Background information
- Born: 1929 Jersey City, New Jersey
- Died: July 12, 2017 (aged 88)
- Genres: Jazz
- Occupations: Record producer, executive
- Labels: Prestige, Cobblestone, Muse, Onyx, HighNote, Savant

= Joe Fields (producer) =

American producer and record executive

Joe Fields (1929 – July 12, 2017) was an American producer and record executive, active mainly in jazz music.
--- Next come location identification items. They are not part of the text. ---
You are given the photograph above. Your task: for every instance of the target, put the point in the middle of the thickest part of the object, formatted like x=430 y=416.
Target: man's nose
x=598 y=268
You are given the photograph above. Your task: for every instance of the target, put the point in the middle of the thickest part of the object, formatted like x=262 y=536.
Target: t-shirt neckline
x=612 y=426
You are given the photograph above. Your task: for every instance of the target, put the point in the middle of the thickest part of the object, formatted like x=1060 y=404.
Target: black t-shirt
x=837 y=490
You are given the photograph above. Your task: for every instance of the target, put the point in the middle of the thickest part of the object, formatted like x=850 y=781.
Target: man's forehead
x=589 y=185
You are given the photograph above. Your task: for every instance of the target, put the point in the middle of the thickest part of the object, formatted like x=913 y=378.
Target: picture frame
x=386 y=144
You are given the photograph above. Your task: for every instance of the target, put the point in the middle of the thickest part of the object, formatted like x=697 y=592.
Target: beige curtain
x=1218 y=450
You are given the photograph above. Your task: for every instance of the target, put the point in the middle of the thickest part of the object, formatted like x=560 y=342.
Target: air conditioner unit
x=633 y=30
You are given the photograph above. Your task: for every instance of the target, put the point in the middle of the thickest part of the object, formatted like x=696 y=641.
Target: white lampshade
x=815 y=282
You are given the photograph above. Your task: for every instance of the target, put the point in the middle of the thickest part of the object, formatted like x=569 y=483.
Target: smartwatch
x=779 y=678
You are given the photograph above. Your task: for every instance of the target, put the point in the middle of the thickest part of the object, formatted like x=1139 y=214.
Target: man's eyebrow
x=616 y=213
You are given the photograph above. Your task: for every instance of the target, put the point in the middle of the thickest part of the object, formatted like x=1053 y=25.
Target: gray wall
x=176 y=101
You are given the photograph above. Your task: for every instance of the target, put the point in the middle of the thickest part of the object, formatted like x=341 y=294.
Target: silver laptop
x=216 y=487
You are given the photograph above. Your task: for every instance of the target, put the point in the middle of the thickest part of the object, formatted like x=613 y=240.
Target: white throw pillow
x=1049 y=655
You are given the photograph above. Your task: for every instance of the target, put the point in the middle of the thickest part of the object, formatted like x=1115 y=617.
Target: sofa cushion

Fields was born in Jersey City, New Jersey, in 1929. He worked for Prestige Records as an executive in the 1960s. He and producer Don Schlitten cofounded Cobblestone Records, a subsidiary of Buddah Records, in 1972, and soon after founded Muse Records and its sister label Onyx Records. Schlitten split with Fields in 1978 to found the Xanadu label, after which Fields held sole control of Muse. Fields later sold Muse to Joel Dorn, who has released much of Muse's back catalog under the label 32 Jazz. Fields also owned the rights to the Savoy Records catalog for a time in the 1980s, having purchased the catalog from Arista Records, and subsequently selling it to Denon. (As of 2009, the library is controlled and distributed in the U.S. through Tokyo's Columbia Music Entertainment wholly owned Savoy Jazz label (the current owner of the Savoy Records masters.)

Fields and his son Barney Fields co-founded HighNote Records and Savant Records in 1996, which are still actively recording and issuing jazz. The HighNote roster is made up of many of the mainstay Muse artists, like Houston Person, Joey DeFrancesco, and Wallace Roney.

Fields died on July 12, 2017, at the age of 88.